Tracked as CVE-2023-22501, the vulnerability has a critical severity score of 9.4, as calculated by Atlassian. It could be used to target bot accounts in particular, due to their frequent interactions with other users and their increased likelihood of being included in Jira issues or requests or receiving emails with a link” Show demand” – either condition being necessary to acquire registration tokens.

Atlassian has released updates that resolve the issue and advise admins to upgrade to releases 5.3.3, 5.4.2, 5.5.1and 5.6.0 or later.

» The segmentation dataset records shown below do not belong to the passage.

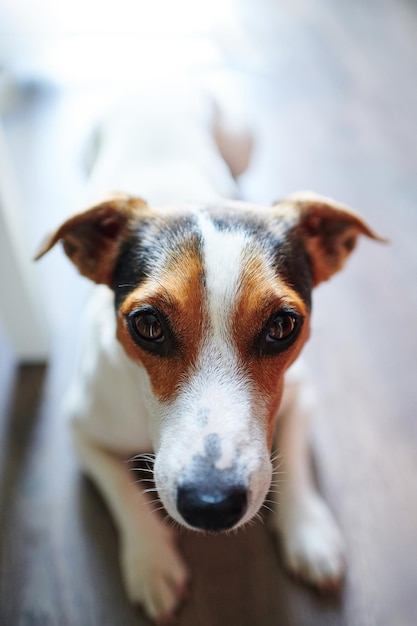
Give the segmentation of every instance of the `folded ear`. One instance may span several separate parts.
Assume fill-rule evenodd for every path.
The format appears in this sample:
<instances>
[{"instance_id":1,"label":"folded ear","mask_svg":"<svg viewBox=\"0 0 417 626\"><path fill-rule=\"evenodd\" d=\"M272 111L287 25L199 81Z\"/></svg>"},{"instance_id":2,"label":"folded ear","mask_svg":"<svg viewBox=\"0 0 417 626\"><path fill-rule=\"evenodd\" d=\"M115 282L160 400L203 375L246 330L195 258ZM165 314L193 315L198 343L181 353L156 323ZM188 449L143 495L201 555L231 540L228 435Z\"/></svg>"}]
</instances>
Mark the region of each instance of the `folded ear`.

If the update cannot be installed immediately, the vendor has provided a workaround in the form of a JAR file which can be used to manually upgrade the “servicedesk-variable-substitution-plugin” as described in the steps below:

1. Download the version specific JAR file from the advisory
2. Stop Jira
3. Copy the JAR file to Jira’s home directory (“/plugins/installed-plugins” for servers or “ for data centers)
4. Restart the service

Atlassian also released a FAQs explaining that upgrading is recommended even if the instances are not exposed to the public internet or have an external user directory with single sign-on (SSO) enabled.

As a caveat, password changes made by an attacker will not generate an email notification to the account owner, making it harder to detect a compromise.

However, after applying the available security update or JAR file workaround, administrators can check which accounts have changed their passwords and logged in since the installation of the previous version, which could reveal unauthorized access to accounts.

Atlassian recommends that administrators force password resets of all potentially hacked users and ensure that their email addresses are correct.

If a breach has been detected, the recommendation is to immediately shut down and disconnect the compromised server from the network to minimize the scope of the attack.